ADR-22: Scheduler Removal and Railway Cron Migration
🇰🇷 한국어 버전
| Date | Author | Repos |
|---|---|---|
| 2026-02-02 | @KubrickCode | worker, infra |
Status
Accepted - Supersedes ADR-01: Scheduled Re-collection
Context
Original Architecture Problem
The Scheduler service (ADR-01) was designed to pre-analyze repositories for instant user responses. However, operational data revealed fundamental cost-benefit issues:
| Metric | Expected | Actual |
|---|---|---|
| Analysis time | 30+ seconds | ~5 seconds |
| Pre-compute value | High | Low (5s wait is acceptable) |
| Data freshness | Maintainable | Impossible for active repos |
| Storage growth | Controlled | Rapid (unviewed results) |
| 24/7 running cost | Justified | Excessive for utility |
Why Pre-Compute Failed
- Low value proposition: 5-second analysis time is acceptable for users
- Freshness impossible: Active repositories have frequent commits, making pre-computed results immediately stale
- Database bloat: Unviewed analysis results accumulated rapidly
- Cost inefficiency: 24/7 scheduler running cost exceeded actual utility
Scheduler Architecture Overhead
The Scheduler service introduced significant complexity:
- Distributed locking: PostgreSQL-based lock for single-instance guarantee
- go-cron internal scheduling: In-process cron job management
- 24/7 running cost: Always-on service with minimal actual work
- Failure coupling: Scheduler failure affected all scheduled jobs
Decision
Remove the Scheduler service entirely. Migrate to Railway Cron triggers with individual single-purpose binaries.
New Architecture
┌─────────────────────────────────────────────────────────────┐
│ Before (Scheduler Service) │
├─────────────────────────────────────────────────────────────┤
│ cmd/scheduler/ → 24/7 running, internal go-cron │
│ ├── Auto-refresh cron job │
│ ├── Distributed lock (PostgreSQL) │
│ └── Cleanup jobs (embedded) │
└─────────────────────────────────────────────────────────────┘
┌─────────────────────────────────────────────────────────────┐
│ After (Railway Cron) │
├─────────────────────────────────────────────────────────────┤
│ cmd/analyzer/ → Queue consumer (River, ON_FAILURE) │
│ cmd/spec-generator/ → Queue consumer (River, ON_FAILURE) │
│ cmd/retention-cleanup/→ Cron binary (Railway, "0 3 * * *") │
│ cmd/enqueue/ → Manual utility │
└─────────────────────────────────────────────────────────────┘Railway Cron Configuration
Each cron job is a separate Railway service with its own configuration:
retention-cleanup/railway.json:
{
"$schema": "https://railway.com/railway.schema.json",
"build": {
"builder": "DOCKERFILE",
"dockerfilePath": "infra/retention-cleanup/Dockerfile"
},
"deploy": {
"cronSchedule": "0 3 * * *",
"restartPolicyType": "NEVER"
}
}Key configuration points:
cronSchedule: Standard cron expression for schedulingrestartPolicyType: NEVER: Binary runs to completion and exits- Separate Dockerfile per service for clean build isolation
Options Considered
Option A: Railway Cron + Individual Binaries (Selected)
How It Works:
- Each periodic task becomes an independent Go binary
- Railway triggers binary execution via cron expression
- Binary runs to completion and exits (no 24/7 process)

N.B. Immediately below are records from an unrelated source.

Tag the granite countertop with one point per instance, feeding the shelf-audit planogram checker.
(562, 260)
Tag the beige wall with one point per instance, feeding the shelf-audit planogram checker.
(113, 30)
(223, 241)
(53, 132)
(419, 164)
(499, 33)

- No distributed locking needed (Railway handles single execution)
Pros:
- No 24/7 running cost for cron scheduling
- No distributed lock complexity (platform manages this)
- Per-job cost visibility in Railway dashboard
- Railway handles scheduling reliability and retries
- Simpler deployment (just a binary that exits)
- Independent scaling and configuration per job
Cons:
- Cold start latency for each execution
- Railway platform dependency for scheduling
- Requires Railway IaC for each cron job
Option B: Keep Scheduler with Reduced Scope
Description:
Maintain Scheduler but remove auto-refresh; keep only cleanup jobs.
Pros:
- Minimal code changes
- Existing monitoring and alerting preserved
- Familiar operational model
Cons:
- Still requires 24/7 process for infrequent jobs
- Distributed lock complexity remains
- Cost not proportional to actual work
Option C: External Cron Service (GitHub Actions, CloudWatch)
Description:
Use external cron triggers that invoke API endpoints or queue jobs.
Pros:
- Free tier available (GitHub Actions)
- Platform-agnostic approach
- No Railway-specific configuration
Cons:
- Additional security surface (exposed endpoints)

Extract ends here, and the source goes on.